Dear Editor, In reference to the “Naked City Headlines" and Rachel Proctor May’s p.29 article [“AMD Plans to Move Over Edwards Aquifer,” News, April 15] on the proposed AMD facility near Oak Hill, I am compelled to clarify the claim that the site is “… over the Edwards Aquifer.” According to the geologic map published by the Bureau of Economic Geology, UT Austin, the proposed site does not overlie the Edwards Formation. The site is located to the west of the Mount Bonnell fault and on the outcrop of the older Glen Rose Formation. Here, the Edwards was eroded away long ago (along with the intervening Comanche Peak and Walnut Formations), exposing the underlying Glen Rose, which is not recognized as a significant local aquifer. Additionally, the excellent satellite image of the Barton Creek area on the SOS Web site shows that the proposed site is fairly remote to Barton Creek. As shown on that image, the existing developments of Barton Creek golf course and the Lost Creek subdivision would seem to pose a more significant element of runoff contamination, since they are far larger and lie directly on the banks of Barton Creek. Examination of the topographic map (published by the United States Geologic Survey) of the proposed site indicates that the bulk of the drainage at the proposed site is southward into the Williamson Creek Watershed, not Barton Creek. In these regards, the proposed site would appear to be fairly sensibly located. I offer this information not in support of development nor in opposition to it, but as a scientist concerned at the lack of accuracy in your and others' reporting of the issue. I suggest that you and SOS review the maps and your stated position(s) in this light.
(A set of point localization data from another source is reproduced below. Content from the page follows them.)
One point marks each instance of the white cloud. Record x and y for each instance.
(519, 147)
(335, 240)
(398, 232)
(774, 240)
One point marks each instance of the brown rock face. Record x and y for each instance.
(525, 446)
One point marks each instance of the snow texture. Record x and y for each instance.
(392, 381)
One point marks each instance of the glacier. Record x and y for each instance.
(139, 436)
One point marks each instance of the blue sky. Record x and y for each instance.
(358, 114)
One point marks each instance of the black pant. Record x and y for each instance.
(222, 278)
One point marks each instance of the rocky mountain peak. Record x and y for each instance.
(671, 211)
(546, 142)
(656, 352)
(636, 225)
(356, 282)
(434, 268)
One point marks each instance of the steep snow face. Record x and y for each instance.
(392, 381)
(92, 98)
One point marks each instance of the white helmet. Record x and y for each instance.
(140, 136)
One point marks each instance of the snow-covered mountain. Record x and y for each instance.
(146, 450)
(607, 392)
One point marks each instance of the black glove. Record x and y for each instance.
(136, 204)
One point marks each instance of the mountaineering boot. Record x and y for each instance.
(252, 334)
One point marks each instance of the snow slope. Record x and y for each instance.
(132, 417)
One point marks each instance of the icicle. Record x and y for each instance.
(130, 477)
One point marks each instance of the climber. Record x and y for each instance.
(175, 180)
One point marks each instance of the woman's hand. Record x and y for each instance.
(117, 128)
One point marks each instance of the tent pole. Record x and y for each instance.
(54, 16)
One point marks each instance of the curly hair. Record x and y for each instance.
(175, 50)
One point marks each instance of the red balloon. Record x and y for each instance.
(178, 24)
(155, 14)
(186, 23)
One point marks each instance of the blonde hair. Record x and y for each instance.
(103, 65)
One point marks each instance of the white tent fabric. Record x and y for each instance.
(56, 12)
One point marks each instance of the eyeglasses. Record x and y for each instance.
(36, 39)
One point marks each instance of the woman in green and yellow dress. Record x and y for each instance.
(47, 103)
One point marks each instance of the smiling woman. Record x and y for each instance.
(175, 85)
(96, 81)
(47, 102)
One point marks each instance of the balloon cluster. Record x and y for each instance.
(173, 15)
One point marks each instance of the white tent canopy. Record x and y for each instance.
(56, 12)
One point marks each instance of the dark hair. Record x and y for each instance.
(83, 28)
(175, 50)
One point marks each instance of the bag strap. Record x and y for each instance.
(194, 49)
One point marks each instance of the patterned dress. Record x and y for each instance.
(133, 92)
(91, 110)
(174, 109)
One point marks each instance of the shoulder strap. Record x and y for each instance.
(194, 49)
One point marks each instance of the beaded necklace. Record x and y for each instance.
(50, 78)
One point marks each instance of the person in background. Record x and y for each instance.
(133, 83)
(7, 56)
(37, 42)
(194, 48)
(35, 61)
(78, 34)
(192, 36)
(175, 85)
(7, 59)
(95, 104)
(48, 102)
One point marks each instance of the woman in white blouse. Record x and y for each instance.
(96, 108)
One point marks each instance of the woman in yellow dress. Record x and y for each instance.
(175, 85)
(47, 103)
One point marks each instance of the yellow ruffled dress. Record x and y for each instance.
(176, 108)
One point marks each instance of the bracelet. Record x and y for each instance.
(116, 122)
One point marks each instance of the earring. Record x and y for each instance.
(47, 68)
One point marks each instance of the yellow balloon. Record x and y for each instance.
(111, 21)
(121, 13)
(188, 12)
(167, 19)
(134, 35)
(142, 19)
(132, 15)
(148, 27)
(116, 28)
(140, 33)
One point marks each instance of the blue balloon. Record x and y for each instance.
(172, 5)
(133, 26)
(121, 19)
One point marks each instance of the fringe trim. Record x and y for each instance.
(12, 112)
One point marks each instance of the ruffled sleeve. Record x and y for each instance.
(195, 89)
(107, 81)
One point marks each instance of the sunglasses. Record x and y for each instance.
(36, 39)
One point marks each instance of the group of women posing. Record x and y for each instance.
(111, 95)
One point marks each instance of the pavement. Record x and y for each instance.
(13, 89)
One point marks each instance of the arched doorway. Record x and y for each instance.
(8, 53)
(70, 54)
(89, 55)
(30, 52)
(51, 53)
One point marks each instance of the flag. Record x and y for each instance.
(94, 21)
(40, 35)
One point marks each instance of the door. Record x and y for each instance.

Douglas B. Watkins Exploration geologist
[Rachel Proctor May responds: Point taken on "over the aquifer"; the proper term for the proposed AMD site, which is in the contributing zone, would be "in the Barton Springs Watershed." However, even if runoff from the site doesn't drain directly into Barton Creek, water in Williamson Creek ends up in the aquifer when that creek crosses the recharge zone.]